Y use HBSS para resuspender las células a una por 10 a la sexta celdas por mililitro. Pipetear hacia arriba y hacia abajo para resuspender las células en solución y reducir la aglomeración celular que puede reducir la unión de anticuerpos. A continuación, divida la suspensión celular en soluciones separadas de control y experimentales.

Agregue los anticuerpos biotinilados a las soluciones celulares respectivas e incube en un mezclador de extremo a extremo a cuatro grados Celsius durante 30 minutos. Use 150 microlitros de HBSS para lavar el vidrio funcionalizado en placas de ocho pocillos tres veces, como se demostró anteriormente en el video. Agregue la solución celular a los pocillos e incube en hielo en el agitador durante 45 minutos.

Mientras tanto, prepare una solución de 20 milimolares de biotina en HBSS estéril. Luego, después de la incubación, use suavemente 150 microlitros de HBSS para enjuagar la solución celular del vidrio. Después de repetir el enjuague dos veces más, agregue 150 microlitros de la solución de biotina a cada pocillo de liberación respectivo e incube durante 20 minutos para permitir que la reacción continúe.

Recoja las células unidas de forma no específica mediante el uso de HBSS para lavar las células. A continuación, proceda a la obtención de imágenes de fluorescencia y al análisis de acuerdo con el protocolo de texto. Incluya imágenes de células vivas en un matraz como control.

En este experimento, se expusieron MCF7GFP células a la superficie funcionalizada y el 60% de las células se capturaron utilizando el anticuerpo HLA-ABC. Tras la exposición a 20 milimolares de biotina, se liberó el 80% de las células capturadas.

Como se muestra aquí, cuando las células MCF7GFP se mezclaron con células RAW 264,7, se capturó el 50% de los macrófagos RAW, y la adición de 20 biotina micromolar liberó posteriormente el 80% de las células RAW capturadas. Esta figura ilustra que los macrófagos RAW de control positivo no muestran actividad de fluorescencia. Sin embargo, las células MCF7GFP control negativas son positivas para la fluorescencia GFP.

Debido a que el exceso de anticuerpos puede disminuir la captura de células, la concentración de anticuerpos se optimizó mediante la valoración de cero a 10.000 nanogramos por mililitro de anticuerpo HLA. Los resultados mostraron que la concentración ideal de anticuerpos estaba entre 100 y 1.000 nanogramos por mililitro.

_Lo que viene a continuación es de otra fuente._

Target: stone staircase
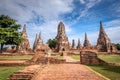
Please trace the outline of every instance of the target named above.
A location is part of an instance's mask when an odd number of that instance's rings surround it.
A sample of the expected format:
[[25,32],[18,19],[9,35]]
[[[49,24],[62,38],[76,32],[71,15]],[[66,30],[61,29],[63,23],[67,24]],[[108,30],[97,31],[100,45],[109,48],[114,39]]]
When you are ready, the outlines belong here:
[[32,77],[38,73],[44,65],[32,65],[28,66],[23,70],[19,70],[14,72],[7,80],[31,80]]

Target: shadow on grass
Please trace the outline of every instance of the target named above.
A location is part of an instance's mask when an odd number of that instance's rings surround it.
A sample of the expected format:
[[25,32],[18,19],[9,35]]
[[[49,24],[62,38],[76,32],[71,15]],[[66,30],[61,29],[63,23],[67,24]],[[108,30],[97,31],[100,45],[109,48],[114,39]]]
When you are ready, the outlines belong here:
[[105,71],[120,73],[120,66],[117,66],[117,65],[114,65],[114,64],[108,64],[108,65],[99,64],[99,65],[87,65],[87,66],[100,67],[102,70],[105,70]]

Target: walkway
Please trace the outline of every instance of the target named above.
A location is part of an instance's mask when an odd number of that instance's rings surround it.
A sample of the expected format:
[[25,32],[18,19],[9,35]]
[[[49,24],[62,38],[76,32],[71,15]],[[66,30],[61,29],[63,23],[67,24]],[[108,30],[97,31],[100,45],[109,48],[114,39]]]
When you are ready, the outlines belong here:
[[[68,56],[67,62],[72,62]],[[74,61],[74,60],[73,60]],[[33,80],[105,80],[81,64],[51,64],[39,71]]]

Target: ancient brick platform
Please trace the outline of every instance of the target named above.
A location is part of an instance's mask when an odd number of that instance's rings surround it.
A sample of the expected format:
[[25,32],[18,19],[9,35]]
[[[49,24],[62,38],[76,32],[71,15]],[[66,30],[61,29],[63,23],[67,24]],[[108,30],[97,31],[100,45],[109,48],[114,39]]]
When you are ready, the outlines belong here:
[[45,65],[31,65],[23,70],[14,72],[7,80],[31,80]]

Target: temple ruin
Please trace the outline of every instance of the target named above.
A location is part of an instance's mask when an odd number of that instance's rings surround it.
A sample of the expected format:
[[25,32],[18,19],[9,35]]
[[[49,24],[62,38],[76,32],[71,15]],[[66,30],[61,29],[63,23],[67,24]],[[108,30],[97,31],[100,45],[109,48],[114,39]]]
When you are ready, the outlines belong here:
[[100,22],[100,32],[97,40],[97,49],[99,52],[116,52],[116,47],[111,43],[109,37],[107,36],[102,22]]
[[66,36],[65,26],[62,22],[60,22],[58,25],[56,40],[57,40],[57,45],[56,45],[57,51],[65,51],[69,49],[68,37]]
[[85,40],[84,40],[84,44],[83,44],[83,48],[84,49],[90,49],[91,48],[91,44],[87,38],[87,34],[85,33]]
[[78,38],[78,45],[77,45],[77,49],[78,49],[78,50],[82,49],[82,45],[81,45],[81,43],[80,43],[80,39],[79,39],[79,38]]
[[24,24],[24,27],[23,27],[22,38],[23,38],[23,41],[19,45],[19,51],[24,54],[26,53],[26,51],[31,50],[27,31],[26,31],[26,24]]
[[43,47],[43,40],[41,37],[41,32],[39,33],[39,36],[37,36],[36,34],[36,38],[33,44],[33,52],[36,52],[37,50],[41,50],[41,48]]

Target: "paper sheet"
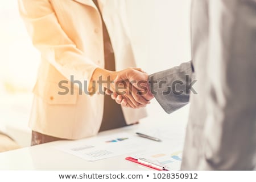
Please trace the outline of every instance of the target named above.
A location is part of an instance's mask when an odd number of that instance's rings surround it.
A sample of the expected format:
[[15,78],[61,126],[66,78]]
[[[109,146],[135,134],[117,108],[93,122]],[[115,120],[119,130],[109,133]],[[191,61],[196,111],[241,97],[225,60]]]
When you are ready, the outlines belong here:
[[174,150],[138,153],[132,155],[131,157],[137,159],[144,158],[152,161],[154,163],[163,164],[168,170],[180,170],[181,155],[181,150]]
[[154,141],[126,133],[97,137],[86,141],[73,141],[56,147],[89,161],[105,159],[138,151],[143,151]]

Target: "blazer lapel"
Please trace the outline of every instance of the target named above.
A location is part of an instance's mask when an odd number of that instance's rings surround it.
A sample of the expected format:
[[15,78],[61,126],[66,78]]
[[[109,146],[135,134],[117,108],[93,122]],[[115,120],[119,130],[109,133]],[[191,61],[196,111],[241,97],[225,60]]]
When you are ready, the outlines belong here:
[[92,7],[94,7],[94,9],[97,9],[96,6],[94,5],[94,3],[93,3],[93,2],[92,0],[73,0],[73,1],[76,1],[80,3],[81,3],[81,4],[85,5],[92,6]]
[[[92,0],[73,0],[74,1],[76,1],[80,3],[91,6],[95,9],[97,10],[96,6],[94,3],[94,2],[92,1]],[[104,7],[104,6],[106,3],[106,0],[98,0],[98,5],[100,9],[100,10],[101,12],[103,11],[103,9]]]

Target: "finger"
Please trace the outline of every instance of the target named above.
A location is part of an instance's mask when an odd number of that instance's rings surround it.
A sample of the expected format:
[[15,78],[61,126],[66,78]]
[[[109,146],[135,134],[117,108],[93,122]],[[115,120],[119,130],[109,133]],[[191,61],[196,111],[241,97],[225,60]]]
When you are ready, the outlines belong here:
[[126,97],[126,100],[128,102],[128,104],[130,105],[131,105],[131,104],[132,104],[133,105],[134,108],[139,108],[142,107],[142,104],[137,102],[131,95],[125,95],[125,97]]
[[129,95],[123,95],[124,99],[126,99],[127,104],[130,106],[130,107],[135,109],[137,107],[133,104],[133,102],[131,101],[131,98],[129,97]]
[[127,105],[127,103],[126,99],[123,99],[122,100],[122,101],[121,101],[121,105],[122,105],[122,107],[129,107],[129,105]]
[[144,71],[143,70],[142,70],[141,68],[138,68],[138,67],[134,67],[133,68],[134,70],[139,71],[140,72],[142,72],[142,73],[146,73],[146,72],[145,71]]
[[109,89],[106,89],[106,91],[105,91],[105,93],[106,95],[112,95],[113,94],[113,92]]
[[113,100],[115,100],[115,99],[117,98],[117,96],[118,96],[118,95],[117,95],[117,93],[115,93],[115,92],[113,92],[113,94],[111,95],[111,98],[112,98]]
[[117,103],[121,104],[122,100],[123,100],[123,97],[122,96],[122,95],[118,95],[117,97],[117,98],[115,99],[115,101],[117,102]]

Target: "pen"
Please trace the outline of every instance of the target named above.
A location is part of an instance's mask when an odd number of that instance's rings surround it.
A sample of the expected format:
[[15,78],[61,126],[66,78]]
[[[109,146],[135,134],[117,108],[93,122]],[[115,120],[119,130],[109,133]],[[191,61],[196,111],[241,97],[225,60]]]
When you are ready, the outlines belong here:
[[166,167],[165,166],[162,165],[161,164],[158,164],[150,160],[145,158],[139,158],[138,159],[138,162],[142,164],[146,164],[148,166],[152,167],[154,168],[157,168],[160,170],[166,170]]
[[141,133],[136,132],[136,134],[138,134],[139,136],[140,136],[141,137],[143,137],[143,138],[152,139],[152,140],[154,140],[154,141],[157,141],[157,142],[160,142],[161,141],[161,139],[160,139],[159,138],[156,138],[156,137],[151,137],[151,136],[147,136],[146,134],[143,134],[143,133]]

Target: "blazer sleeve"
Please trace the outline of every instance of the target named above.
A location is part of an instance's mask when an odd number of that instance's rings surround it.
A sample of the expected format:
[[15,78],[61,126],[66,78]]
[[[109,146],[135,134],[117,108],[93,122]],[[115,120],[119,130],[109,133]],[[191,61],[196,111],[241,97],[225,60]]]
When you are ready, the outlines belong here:
[[191,86],[196,82],[192,67],[189,61],[148,77],[150,91],[167,113],[188,103]]
[[49,1],[19,0],[19,9],[32,44],[42,57],[68,79],[73,75],[81,82],[90,81],[98,66],[68,37]]
[[256,164],[256,1],[217,1],[209,6],[216,14],[209,22],[220,44],[213,44],[218,49],[211,49],[209,66],[218,70],[208,80],[200,170],[251,170]]

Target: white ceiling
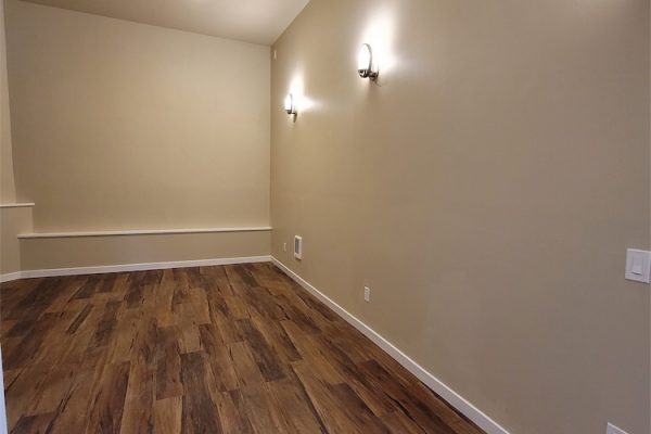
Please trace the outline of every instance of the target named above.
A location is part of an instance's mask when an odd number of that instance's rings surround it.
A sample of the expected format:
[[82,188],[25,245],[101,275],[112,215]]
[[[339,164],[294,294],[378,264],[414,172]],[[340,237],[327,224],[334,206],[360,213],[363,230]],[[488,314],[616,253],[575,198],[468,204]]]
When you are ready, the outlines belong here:
[[270,46],[309,0],[27,0]]

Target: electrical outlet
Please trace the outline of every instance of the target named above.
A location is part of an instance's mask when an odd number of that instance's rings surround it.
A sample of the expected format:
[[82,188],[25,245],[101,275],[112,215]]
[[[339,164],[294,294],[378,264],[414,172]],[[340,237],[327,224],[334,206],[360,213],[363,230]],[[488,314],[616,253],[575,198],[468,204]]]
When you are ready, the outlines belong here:
[[626,433],[626,431],[613,425],[612,423],[609,423],[608,426],[605,427],[605,434],[628,434],[628,433]]
[[294,237],[294,257],[298,260],[303,259],[303,237]]

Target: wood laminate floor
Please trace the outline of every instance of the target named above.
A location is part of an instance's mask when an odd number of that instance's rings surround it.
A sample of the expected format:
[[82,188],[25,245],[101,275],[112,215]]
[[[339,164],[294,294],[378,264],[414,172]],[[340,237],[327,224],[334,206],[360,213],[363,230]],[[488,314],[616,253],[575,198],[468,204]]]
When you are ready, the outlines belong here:
[[271,264],[1,285],[12,433],[480,434]]

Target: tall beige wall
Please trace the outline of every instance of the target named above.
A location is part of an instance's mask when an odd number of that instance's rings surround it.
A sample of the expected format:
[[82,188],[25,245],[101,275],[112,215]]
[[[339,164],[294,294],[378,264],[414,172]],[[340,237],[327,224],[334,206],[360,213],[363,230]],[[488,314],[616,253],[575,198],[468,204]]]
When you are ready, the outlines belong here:
[[269,224],[268,47],[16,0],[5,13],[36,231]]
[[0,204],[16,199],[11,146],[11,116],[7,81],[7,46],[4,38],[4,2],[0,1]]
[[272,254],[512,433],[649,433],[648,35],[644,0],[312,0],[272,47]]

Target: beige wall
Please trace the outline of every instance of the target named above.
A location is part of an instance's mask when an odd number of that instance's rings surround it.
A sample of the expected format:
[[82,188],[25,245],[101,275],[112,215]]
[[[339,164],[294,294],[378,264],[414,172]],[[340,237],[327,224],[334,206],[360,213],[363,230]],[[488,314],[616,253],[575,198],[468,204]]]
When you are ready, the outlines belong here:
[[7,46],[4,39],[4,2],[0,1],[0,204],[14,202],[13,156],[11,148],[11,116],[7,81]]
[[269,224],[269,48],[9,0],[35,229]]
[[512,433],[649,433],[649,2],[312,0],[272,49],[272,254]]
[[31,208],[0,208],[0,275],[23,269],[17,235],[31,229]]

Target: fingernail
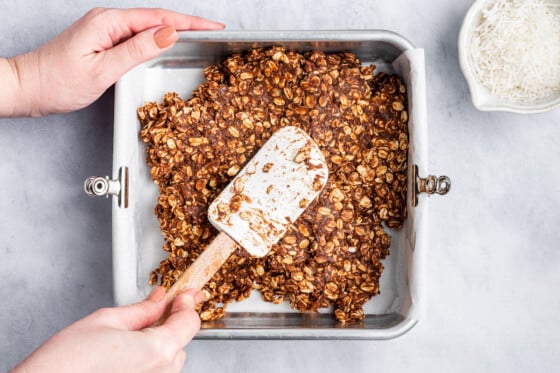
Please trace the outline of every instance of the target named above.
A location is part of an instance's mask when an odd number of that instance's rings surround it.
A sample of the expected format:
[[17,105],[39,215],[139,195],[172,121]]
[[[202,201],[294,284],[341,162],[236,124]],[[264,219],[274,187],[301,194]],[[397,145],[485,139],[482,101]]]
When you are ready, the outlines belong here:
[[196,304],[205,300],[206,300],[206,295],[202,290],[197,291],[196,294],[194,295],[194,301],[196,302]]
[[152,302],[161,302],[163,298],[165,298],[165,293],[165,288],[163,286],[158,286],[154,290],[152,290],[147,299],[151,300]]
[[190,294],[181,294],[181,302],[186,305],[189,308],[192,308],[194,310],[195,308],[195,302],[194,302],[194,298],[192,295]]
[[154,41],[161,49],[167,48],[177,41],[179,35],[171,26],[164,26],[154,33]]

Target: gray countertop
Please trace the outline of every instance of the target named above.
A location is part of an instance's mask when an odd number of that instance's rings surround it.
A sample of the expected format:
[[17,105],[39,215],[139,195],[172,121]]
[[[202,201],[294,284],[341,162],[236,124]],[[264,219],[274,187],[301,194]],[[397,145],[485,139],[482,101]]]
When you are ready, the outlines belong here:
[[[114,2],[121,7],[148,1]],[[425,49],[430,198],[427,310],[389,341],[194,341],[192,372],[531,371],[560,365],[560,111],[477,111],[457,60],[471,1],[167,1],[228,29],[388,29]],[[3,1],[0,55],[23,53],[107,1]],[[113,91],[87,109],[0,119],[0,371],[110,306]]]

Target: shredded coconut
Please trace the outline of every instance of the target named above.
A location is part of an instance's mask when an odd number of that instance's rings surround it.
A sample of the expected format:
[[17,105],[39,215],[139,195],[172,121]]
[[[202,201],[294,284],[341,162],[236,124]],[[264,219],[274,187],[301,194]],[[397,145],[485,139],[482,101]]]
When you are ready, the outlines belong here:
[[534,102],[560,93],[560,1],[496,0],[483,10],[470,54],[493,95]]

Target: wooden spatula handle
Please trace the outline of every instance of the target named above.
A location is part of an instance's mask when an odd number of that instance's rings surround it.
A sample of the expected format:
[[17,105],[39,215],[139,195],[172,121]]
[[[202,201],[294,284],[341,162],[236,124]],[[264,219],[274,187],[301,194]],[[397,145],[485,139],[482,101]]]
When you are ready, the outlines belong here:
[[169,316],[171,303],[173,303],[177,294],[185,289],[201,290],[208,280],[210,280],[226,260],[228,260],[236,247],[237,244],[235,241],[229,238],[227,234],[218,234],[216,238],[206,246],[194,263],[191,264],[173,286],[167,290],[166,301],[168,306],[158,324],[163,324]]

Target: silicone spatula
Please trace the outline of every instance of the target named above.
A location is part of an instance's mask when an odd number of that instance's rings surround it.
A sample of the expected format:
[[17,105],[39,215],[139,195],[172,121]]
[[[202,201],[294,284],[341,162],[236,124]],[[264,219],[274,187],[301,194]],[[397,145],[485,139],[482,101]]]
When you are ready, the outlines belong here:
[[220,231],[167,291],[171,303],[182,290],[200,290],[241,246],[263,257],[319,195],[328,168],[317,144],[303,130],[274,133],[208,209]]

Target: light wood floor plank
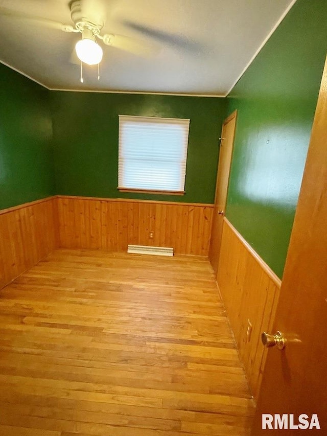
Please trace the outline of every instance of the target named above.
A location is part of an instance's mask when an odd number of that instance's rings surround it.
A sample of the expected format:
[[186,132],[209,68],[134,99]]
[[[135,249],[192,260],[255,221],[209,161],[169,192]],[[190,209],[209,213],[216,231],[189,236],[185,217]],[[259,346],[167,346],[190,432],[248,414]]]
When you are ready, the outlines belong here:
[[0,436],[246,436],[211,267],[58,250],[0,291]]

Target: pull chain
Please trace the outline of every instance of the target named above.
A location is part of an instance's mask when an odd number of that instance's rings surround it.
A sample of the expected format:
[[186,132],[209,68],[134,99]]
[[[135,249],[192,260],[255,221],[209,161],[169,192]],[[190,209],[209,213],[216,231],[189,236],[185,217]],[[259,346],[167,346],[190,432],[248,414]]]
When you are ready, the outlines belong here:
[[82,66],[82,61],[81,61],[81,83],[84,83],[84,79],[83,78],[83,66]]

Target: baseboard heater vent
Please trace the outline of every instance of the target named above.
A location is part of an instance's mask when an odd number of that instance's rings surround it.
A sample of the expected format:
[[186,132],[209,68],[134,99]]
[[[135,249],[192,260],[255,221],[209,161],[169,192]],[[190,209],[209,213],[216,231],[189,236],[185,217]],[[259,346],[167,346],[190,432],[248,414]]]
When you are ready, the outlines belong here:
[[127,246],[127,253],[139,255],[172,256],[174,255],[174,249],[169,247],[152,247],[149,245],[128,245]]

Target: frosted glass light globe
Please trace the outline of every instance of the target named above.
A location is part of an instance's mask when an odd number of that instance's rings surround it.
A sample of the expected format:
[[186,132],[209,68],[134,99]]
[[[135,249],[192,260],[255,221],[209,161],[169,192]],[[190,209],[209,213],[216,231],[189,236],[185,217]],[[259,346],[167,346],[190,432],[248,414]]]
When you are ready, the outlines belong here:
[[80,40],[75,50],[78,58],[88,65],[100,63],[102,59],[102,49],[92,39],[85,38]]

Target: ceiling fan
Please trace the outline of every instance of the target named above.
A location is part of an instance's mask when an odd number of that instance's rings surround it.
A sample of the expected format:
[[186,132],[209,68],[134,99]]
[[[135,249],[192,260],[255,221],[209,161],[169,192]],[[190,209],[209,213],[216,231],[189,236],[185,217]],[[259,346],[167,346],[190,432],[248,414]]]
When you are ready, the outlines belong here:
[[[81,38],[75,45],[75,52],[81,65],[81,81],[83,82],[82,63],[98,65],[102,59],[103,50],[100,41],[106,45],[120,49],[134,54],[146,56],[153,54],[156,48],[154,43],[139,41],[136,38],[113,33],[101,33],[105,22],[104,0],[71,0],[68,4],[73,24],[64,24],[51,19],[35,16],[28,13],[0,7],[0,15],[28,20],[36,25],[45,26],[67,33],[81,34]],[[71,60],[76,63],[76,56]],[[98,74],[98,79],[99,75]]]
[[[64,2],[65,0],[63,0]],[[52,2],[53,0],[51,0]],[[61,0],[61,2],[63,0]],[[0,0],[0,3],[1,3]],[[125,36],[115,33],[101,33],[104,27],[106,12],[108,12],[107,0],[71,0],[68,3],[72,23],[63,24],[44,16],[35,16],[29,13],[26,8],[29,2],[20,3],[20,11],[13,10],[10,0],[8,0],[8,8],[1,7],[0,16],[9,18],[28,20],[37,28],[38,26],[45,26],[67,33],[81,34],[81,38],[75,45],[75,52],[71,57],[71,61],[80,65],[81,81],[83,82],[82,64],[98,65],[98,79],[99,64],[102,59],[103,44],[112,46],[142,57],[148,57],[157,53],[163,46],[170,46],[173,48],[181,49],[189,52],[199,52],[201,49],[198,43],[194,42],[189,39],[179,34],[170,33],[143,25],[141,22],[134,22],[128,17],[119,21],[120,25],[128,29],[133,36]],[[112,9],[112,2],[110,2]],[[35,10],[36,3],[30,3]],[[23,5],[26,13],[22,12]],[[33,10],[33,8],[30,8]],[[111,11],[112,15],[112,10]],[[107,30],[107,29],[106,29]],[[141,39],[138,39],[138,34]],[[135,35],[135,36],[134,36]],[[101,47],[102,46],[102,47]]]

Además, los experimentos de optimización de celdas determinaron que la concentración ideal de células que se pueden capturar está entre una vez 10 a la quinta, y una vez 10 a la sexta celda, ya que las cantidades por debajo de ese número son inferiores a las del fondo.

Una vez dominada, esta técnica se puede realizar en tres días, con menos de seis horas de tiempo experimental, sin incluir las incubaciones nocturnas. Al intentar este procedimiento, es importante recordar recolectar los lavados celulares durante los experimentos, ya que pueden brindar información vital sobre la efectividad de la superficie. Siguiendo este procedimiento, se pueden realizar otros métodos, como la citometría de flujo, para responder a preguntas adicionales, como qué niveles de expresión de receptores pueden tener las células de interés.

Después de su desarrollo, la funcionalización de superficies ha allanado el camino para que los investigadores en el campo de los biomateriales exploren la integración biosegura de materiales, como los implantes, en pacientes para una variedad de enfermedades y lesiones. Después de ver este video, debería tener una buena comprensión de cómo funcionalizar las superficies de vidrio para capturar y liberar celdas de interés, lo que permite el análisis posterior. No olvide que trabajar con células vivas en azida de sodio puede ser extremadamente peligroso, y siempre se deben tomar precauciones como la capacitación adecuada, el EPP y la eliminación mientras se realiza este procedimiento.